海外文学読書録

書評と感想

川島雄三『愛のお荷物』(1955/日)

★★★

厚生大臣・新木錠三郎(山村聰)は、増えすぎた日本の人口を抑制すべく「受胎調節相談所設置法案」を可決させようとする。そんな矢先、錠三郎の妻・蘭子(轟夕起子)が48歳にして妊娠するのだった。また、錠三郎の息子・錠太郎(三橋達也)も、父の秘書・五代冴子(北原三枝)を妊娠させている。さらに、末娘・さくら(高友子)は結婚を控えていたが、その前に妊娠してしまうのだった。産児制限を謳う厚生大臣の家で次々と妊娠が発覚する。

戦後のベビーブームを背景にしたコメディ。人口が増えすぎたから産児制限をするなんて、少子化に悩む現代の日本人からしたら隔世の感がある。ちなみに、1947年から1949年の合計特殊出生率*1は4.4もあった。それが2022年になると1.26まで減っている。人口も1955年は9000万人だったが、2008年に1億2800万人のピークを記録してからは減少に転じ、2070年には8700万人まで減ると予測されている。人口動態から明らかな通り、日本は衰退の一途を辿っていた。2023年に政府はこども家庭庁を発足させて少子化対策に乗り出した。しかし、これは焼け石に水だろう。今後も豊かな生活を送りたかったら移民を受け入れるしかない。日本はそういうところまで追い詰められている。

産児制限と聞くとぎょっとするのは、それが人権問題だからではないか。本来だったら子供を産む・産まないは国家が介入すべき問題ではない。ところが、産児制限は国民の自由意志に著しい制限を加えている。この辺は中国の一人っ子政策を例に出すと分かりやすいだろう。国家が出生数を制限することはほとんど全体主義に等しい所業だった。一方、「産めよ殖やせよ」はどうか。こちらもグロいことに変わりないが、ある種のポジティブさに彩られている。というのも、一般的に子供が生まれることは慶事であるから。子供が増えれば増えるほど幸福の総量は増大する。たとえ国家の都合とはいえ、子供を増やす政策は善行に手を貸すことと同じなのだ。だから産児制限に比べると少子化対策には受け入れやすい素地がある。どちらも人口を管理することに変わりはないのだが。ともあれ国家にとって人口はパワーであり、そのパワーが将来なくなることを我々は危惧している。そんな現在からするとベビーブームが眩しく映るのだった。
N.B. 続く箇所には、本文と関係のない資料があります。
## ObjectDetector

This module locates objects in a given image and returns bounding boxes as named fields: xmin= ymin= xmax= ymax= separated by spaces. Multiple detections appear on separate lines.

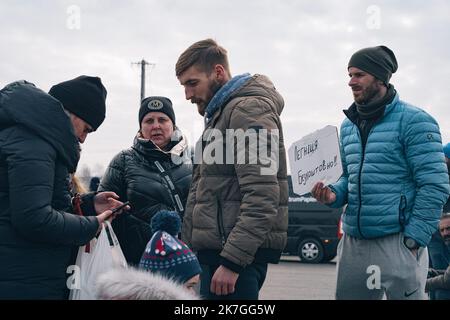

本作は饒舌な会話劇になっていて、登場人物はみな丁々発止のやりとりを繰り広げている。特に三橋達也演じる錠太郎は落語家のように軽妙だ。ただ、コメディらしく可笑しみがある反面、時々回りくどく感じることもあって微妙だった。端的に言って、溜めを作り過ぎである。大方の会話は話の道筋が見えているから冗長なのだ。結論が分かっているのにわざわざ迂回するような会話は聞いていてうんざりする。先延ばしにするな、と叱りつけたくなる。コメディとしては古いタイプでなかなかきつかった。

この頃の三橋達也は不肖の息子役がよく似合っている。つまり、一人前になるかどうかの境界線上にいる人物である。まだまだ頼りないが、これから自立しそうな感じ。若者と呼ぶにはとうが立っているが、中年と呼ぶには未熟な感じ。アラサーのドラ息子。ちょっと軽薄に見えるところに味がある。

*1:1人の女性が一生の間に産むと想定される子供の数。